Indian Status: 5 more things you need to know

Is a status card like a credit card or a free pass for everything in Canada? Let’s clear up some myths around status cards — as simply as possible.

Dispelling commonly held myths around First Nations and status cards

A First Nations status card inserted into a debit machine.
Although a status card allows "registered Indians" access to some benefits, it's not a credit card and it's not a free pass. (Wawmeesh Hamilton)

A status card is government ID that identifies someone as a "status Indian" as defined by the federal Indian Act.

Although a status card allows "registered Indians" access to some benefits, it's not a credit card and it's not a free pass.

Let's clear up some myths around status cards — as simply as possible.

Not all Aboriginal Peoples are status card-carrying 'Indians'

The Indian Status card is not a credit card. (Indigenous Services Canada)
Not all indigenous people in Canada are eligible for a status card. The Inuit and Métis do not have status cards because they are not an "Indian" as defined by the Indian Act — at least not yet.

In the case of Daniels v. Canada, the Federal Court recognized them as "Indians" under the Constitution. The federal government appealed that ruling.

In 2014, the Federal Court of Appeal upheld part of the decision. It ruled that while Métis should remain "Indians" under the Constitution, extending that recognition to "non-status Indians" should be done on a case-by-case basis since it is a separate issue. The case is now before the Supreme Court.

There are "Indians" who don't qualify for a status card but are still indigenous to this country. The government just doesn't recognize the lineage to their family lines. However, their home communities, called "bands," recognize them as members.

Let's just say that if you are a card-carrying "status Indian" and you have a child with a non-status person. Your child would still have status.

However, if that child went on to have a child with a non-status person, their children may not be eligible for a status card. This is just one example of the complicated process of how the government has decided who is and isn't eligible for status.

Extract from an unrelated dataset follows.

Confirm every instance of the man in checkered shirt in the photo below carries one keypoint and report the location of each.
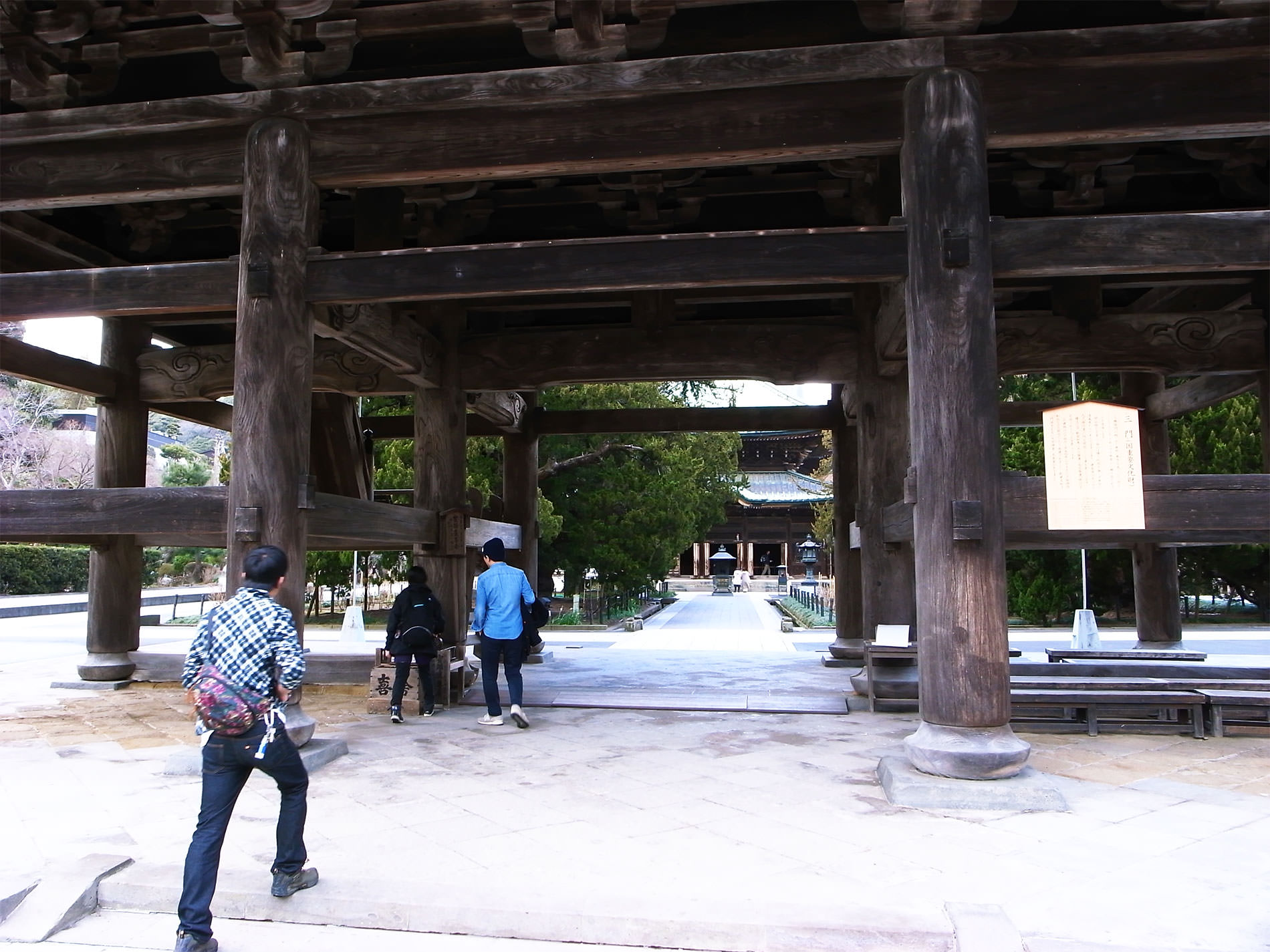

P.S.: Even though a status card is official government ID, we still are not allowed to use it as ID to vote in elections.

It's an income tax free-for-all

This one drives a lot of indigenous people crazy. Yes, some of us don't pay income taxes. (I'm not one of them, unfortunately.) In order to benefit from this, you have to live and work on reserve.

There is one exception where "status Indians" are tax-exempt on the income they've earned while living off reserve. They have to work at a registered First Nations government organization; that organization has to have its head office on reserve land, which can be an urban reserve. The organization's main objective has to be the "social, cultural, educational or economic development of Indians who for the most part live on reserves. If the duties of employment are in connection with non-commercial activities carried out exclusively for the benefit of Indians who for the most part live on reserves," according to a Law Now article

We pay GST, PST and the HST. Except when we present our status card to on-reserve gas stations. Except when goods are purchased and delivered on-reserve. Except when we purchase cigarette and tobacco products on-reserve. Except in Ontario, where we are exempt from paying the PST portion of the HST. Then we are tax-exempt. There may be a few other examples, but these are the biggies.

What about all that free stuff?

No, we don't get free houses, free braces, free gas (despite what Justin Bieber so famously stated in a Rolling Stone interview), free trucks or free money when we turn 18. We also don't get free Slurpees. (Yes, someone out there actually believes that.)

We also don't all get free university.

The whole "free university" debate is a contentious one. I use the word "debate" because it is an ongoing myth that we keep needing to correct.

Each band gets a certain amount of money each year for post-secondary education. It doesn't equate into enough for everyone who wants to attend. Also, you can't just show up at the band office, asking for funding.

There are hoops, people! And grade point averages to maintain. Also, you have to reapply every year. There is no guarantee that you will get funding from year to year. This isn't whining. This is a fact.

Your status card is like a passport, right?

"So what you're telling me is you'd be a real Canadian?!"

This has actually been said to a friend of mine. The person quoted believed that if people live on a reserve that they are not Canadians. But we are real Canadians, arguably the First Canadians.

Did you know "status Indians" actually need a Canadian passport in order to fly out of the country?

However, we are still allowed to drive over the border with a status card.

The sky's the limit for health care

Actually, there is a ceiling for what is covered and what isn't. Each year, that health care coverage gets more and more limited as to what Aboriginal Affairs will cover for prescription medicines, dental care, eye care and medical devices.

We can't flash a status card and get a golden crown placed on a molar. We can't flash a status card and get the latest Prada lenses.

Unlike the American Express credit card, membership doesn't have its privileges. At least, it doesn't have the privileges the myths would have you believe.


Kim Wheeler is an Anishinabe/Mohawk. She is a writer and an award-winning producer living in Winnipeg. Her work on the CBC radio series ReVision Quest garnered a New York Festival silver medal and two ImagineNative awards. Wheeler currently works as an associate producer for the CBC Aboriginal Digital Unit and Unreserved on CBC Radio One.